The concept of this book is wonderful. Rather than just giving us additional short stories from the Grishaverse, Bardugo has chosen to present stories that people living in the Grishaverse would tell. Storytelling is a universal human constant, so giving a fictional culture their own folklore and mythology is a great way to make them feel more real.

The execution easily lives up to the promise of the concept. While the term “fairy tales” often conjures up the image of stories for children, the stories presented here are far from simplistic. While some of them do have morals, those morals reflect the complexity of an adult’s world. Characters in the first tale, “Ayama and the Thorn Wood,” repeatedly exhort each other to “speak truth.” Despite their inclusion of spells and monsters, these stories speak truth about the messy, wondrous, and sometimes terrifying world we live in.
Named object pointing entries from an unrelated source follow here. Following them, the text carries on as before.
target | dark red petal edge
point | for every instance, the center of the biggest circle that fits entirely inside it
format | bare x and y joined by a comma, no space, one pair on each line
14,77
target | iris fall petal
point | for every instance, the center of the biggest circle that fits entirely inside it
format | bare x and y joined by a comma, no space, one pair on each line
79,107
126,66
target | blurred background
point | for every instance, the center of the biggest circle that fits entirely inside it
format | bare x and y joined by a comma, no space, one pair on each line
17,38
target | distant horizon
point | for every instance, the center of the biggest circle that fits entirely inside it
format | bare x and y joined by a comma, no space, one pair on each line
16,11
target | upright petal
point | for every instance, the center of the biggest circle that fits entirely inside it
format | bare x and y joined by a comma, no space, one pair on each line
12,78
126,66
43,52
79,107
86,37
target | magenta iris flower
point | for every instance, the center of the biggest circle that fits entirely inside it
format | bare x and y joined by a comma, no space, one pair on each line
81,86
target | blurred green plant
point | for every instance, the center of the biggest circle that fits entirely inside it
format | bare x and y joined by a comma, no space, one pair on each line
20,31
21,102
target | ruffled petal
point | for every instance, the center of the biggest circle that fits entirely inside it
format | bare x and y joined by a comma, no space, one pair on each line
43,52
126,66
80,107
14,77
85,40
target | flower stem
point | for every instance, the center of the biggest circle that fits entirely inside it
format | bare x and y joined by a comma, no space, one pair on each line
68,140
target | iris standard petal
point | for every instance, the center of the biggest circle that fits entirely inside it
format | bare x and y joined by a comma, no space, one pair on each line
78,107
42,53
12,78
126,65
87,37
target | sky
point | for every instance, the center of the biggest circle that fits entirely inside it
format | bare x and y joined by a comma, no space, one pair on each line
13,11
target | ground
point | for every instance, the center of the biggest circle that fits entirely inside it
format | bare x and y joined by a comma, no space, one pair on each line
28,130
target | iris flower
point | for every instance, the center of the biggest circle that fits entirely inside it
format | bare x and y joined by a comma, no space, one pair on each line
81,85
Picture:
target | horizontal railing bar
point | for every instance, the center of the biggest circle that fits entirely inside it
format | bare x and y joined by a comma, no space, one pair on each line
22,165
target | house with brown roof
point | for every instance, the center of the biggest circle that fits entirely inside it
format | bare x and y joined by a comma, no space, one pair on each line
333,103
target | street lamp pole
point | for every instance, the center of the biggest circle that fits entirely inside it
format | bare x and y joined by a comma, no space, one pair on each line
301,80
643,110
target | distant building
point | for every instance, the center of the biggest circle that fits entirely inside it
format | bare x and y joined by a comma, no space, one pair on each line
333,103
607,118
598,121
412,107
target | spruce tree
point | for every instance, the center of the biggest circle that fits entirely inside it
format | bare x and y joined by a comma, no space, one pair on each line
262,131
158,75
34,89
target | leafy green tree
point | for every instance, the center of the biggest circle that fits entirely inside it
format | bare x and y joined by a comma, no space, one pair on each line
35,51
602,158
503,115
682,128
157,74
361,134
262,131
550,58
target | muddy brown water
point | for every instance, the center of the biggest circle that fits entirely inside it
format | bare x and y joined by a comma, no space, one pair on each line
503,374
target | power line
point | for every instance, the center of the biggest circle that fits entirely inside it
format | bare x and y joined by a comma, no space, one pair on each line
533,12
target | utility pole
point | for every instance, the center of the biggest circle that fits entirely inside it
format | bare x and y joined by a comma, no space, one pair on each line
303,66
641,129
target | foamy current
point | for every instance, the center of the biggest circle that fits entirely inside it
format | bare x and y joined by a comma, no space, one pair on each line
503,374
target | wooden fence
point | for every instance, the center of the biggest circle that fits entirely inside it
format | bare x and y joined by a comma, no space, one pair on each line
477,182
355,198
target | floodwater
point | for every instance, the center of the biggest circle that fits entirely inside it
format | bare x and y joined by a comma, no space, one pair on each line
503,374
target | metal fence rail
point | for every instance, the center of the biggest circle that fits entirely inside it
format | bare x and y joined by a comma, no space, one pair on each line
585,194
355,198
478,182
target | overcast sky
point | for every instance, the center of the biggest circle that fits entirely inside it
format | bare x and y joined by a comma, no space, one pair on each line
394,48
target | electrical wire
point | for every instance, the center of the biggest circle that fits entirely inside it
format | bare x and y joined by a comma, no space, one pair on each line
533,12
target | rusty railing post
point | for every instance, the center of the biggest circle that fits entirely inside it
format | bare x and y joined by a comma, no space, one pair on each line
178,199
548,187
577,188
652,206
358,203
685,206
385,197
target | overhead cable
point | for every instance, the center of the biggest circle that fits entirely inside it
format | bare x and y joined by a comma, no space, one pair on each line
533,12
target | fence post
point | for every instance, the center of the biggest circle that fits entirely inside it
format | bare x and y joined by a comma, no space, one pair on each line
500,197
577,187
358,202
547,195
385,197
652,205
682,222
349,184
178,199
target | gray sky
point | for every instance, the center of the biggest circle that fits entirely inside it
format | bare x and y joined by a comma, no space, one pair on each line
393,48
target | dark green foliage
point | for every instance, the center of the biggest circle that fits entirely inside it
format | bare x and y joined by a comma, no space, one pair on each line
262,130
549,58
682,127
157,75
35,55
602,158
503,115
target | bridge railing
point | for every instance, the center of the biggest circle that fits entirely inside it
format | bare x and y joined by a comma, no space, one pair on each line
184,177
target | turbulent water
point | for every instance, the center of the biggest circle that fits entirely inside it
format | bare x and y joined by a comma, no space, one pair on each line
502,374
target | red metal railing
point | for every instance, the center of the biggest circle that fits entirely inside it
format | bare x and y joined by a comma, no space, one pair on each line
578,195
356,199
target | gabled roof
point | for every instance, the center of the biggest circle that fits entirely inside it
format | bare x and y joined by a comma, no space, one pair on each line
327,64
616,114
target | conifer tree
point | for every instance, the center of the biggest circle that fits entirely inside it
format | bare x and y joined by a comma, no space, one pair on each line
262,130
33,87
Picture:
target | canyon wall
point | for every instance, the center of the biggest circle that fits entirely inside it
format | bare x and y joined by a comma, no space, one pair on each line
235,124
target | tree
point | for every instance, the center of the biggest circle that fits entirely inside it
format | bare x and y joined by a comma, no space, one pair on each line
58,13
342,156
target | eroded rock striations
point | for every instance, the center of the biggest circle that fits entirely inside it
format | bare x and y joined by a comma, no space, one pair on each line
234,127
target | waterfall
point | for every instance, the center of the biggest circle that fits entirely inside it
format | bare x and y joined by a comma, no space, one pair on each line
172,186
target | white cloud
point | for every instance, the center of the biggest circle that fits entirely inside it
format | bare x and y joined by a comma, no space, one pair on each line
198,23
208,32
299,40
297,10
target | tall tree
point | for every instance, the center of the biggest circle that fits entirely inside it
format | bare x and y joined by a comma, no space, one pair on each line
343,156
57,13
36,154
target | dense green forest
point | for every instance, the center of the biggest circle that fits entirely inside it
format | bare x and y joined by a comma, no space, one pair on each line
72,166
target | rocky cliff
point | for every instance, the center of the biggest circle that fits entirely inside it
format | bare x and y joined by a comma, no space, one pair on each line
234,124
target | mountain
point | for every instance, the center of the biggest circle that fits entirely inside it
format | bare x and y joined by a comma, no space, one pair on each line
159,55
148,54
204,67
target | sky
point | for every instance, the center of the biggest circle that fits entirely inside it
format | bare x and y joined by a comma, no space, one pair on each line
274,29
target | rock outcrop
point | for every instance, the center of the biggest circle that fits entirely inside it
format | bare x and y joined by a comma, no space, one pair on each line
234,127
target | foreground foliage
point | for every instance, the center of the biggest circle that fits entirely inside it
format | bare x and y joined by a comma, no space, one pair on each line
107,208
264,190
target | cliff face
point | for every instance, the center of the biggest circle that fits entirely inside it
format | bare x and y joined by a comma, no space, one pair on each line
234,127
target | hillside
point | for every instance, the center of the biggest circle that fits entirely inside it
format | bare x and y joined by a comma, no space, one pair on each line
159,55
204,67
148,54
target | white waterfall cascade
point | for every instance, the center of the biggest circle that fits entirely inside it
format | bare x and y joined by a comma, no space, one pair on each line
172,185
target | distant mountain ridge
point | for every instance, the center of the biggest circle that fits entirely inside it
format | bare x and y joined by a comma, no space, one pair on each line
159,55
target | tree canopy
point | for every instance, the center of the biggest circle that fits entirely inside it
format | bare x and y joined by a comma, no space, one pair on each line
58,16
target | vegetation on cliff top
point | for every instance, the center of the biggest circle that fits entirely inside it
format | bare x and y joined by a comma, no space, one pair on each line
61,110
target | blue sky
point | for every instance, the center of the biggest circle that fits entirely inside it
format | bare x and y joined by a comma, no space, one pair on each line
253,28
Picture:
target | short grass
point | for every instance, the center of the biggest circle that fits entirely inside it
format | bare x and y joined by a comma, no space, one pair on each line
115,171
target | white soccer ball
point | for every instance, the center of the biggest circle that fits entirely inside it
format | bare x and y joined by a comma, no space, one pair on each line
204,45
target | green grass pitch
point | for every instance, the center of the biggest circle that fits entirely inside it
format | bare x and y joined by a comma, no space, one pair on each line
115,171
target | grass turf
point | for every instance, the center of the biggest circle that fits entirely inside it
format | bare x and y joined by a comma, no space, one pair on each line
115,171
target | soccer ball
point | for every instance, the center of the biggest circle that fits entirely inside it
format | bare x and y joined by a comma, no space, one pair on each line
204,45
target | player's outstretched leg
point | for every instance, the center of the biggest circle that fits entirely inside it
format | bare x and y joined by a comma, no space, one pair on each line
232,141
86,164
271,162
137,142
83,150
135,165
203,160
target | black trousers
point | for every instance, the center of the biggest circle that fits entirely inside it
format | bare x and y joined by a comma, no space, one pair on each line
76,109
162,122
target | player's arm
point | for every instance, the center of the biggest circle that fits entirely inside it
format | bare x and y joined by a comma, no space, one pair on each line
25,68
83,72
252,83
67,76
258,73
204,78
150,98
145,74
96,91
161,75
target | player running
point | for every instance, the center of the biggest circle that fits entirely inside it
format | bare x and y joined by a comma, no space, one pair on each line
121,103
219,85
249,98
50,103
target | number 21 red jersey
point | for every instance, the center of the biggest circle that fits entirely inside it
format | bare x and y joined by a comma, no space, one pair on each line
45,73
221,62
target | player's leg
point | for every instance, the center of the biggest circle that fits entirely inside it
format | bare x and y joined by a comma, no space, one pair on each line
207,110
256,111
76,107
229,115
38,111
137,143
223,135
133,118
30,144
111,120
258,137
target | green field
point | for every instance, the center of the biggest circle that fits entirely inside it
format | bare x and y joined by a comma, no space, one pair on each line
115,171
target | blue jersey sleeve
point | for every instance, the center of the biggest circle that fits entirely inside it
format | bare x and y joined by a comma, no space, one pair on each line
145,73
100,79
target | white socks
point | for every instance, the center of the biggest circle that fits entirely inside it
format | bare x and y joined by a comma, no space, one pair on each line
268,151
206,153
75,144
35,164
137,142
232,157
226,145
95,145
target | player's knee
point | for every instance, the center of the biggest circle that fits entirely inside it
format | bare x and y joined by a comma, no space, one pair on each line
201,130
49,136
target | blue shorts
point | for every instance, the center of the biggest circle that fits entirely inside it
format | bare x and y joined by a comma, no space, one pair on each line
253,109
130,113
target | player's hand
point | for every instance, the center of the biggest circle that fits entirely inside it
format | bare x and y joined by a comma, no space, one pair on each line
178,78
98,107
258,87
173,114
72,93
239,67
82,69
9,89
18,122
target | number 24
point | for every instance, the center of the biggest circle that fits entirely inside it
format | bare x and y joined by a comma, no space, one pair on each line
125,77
Another notable aspect of The Language of Thorns is the absolutely gorgeous illustrations. Illustrator Sara Kipin creates stunning images in shades of red and blue to accompany each story. The full illustrations appear at the end of each story, with individual elements expanding across the margins of each page to lead up to them. The illustrations for “The Soldier Prince” were especially intricate and impressive. I highly recommend reading a physical copy of this book to get the full effect of the illustrations.

C.S. Lewis famously said, “When I was a child, I read fairy tales in secret. Now that I am a man, I read them openly.” The Language of Thorns is a book of fairy tales that any adult can pick up and be assured of engaging stories paired with beautiful art.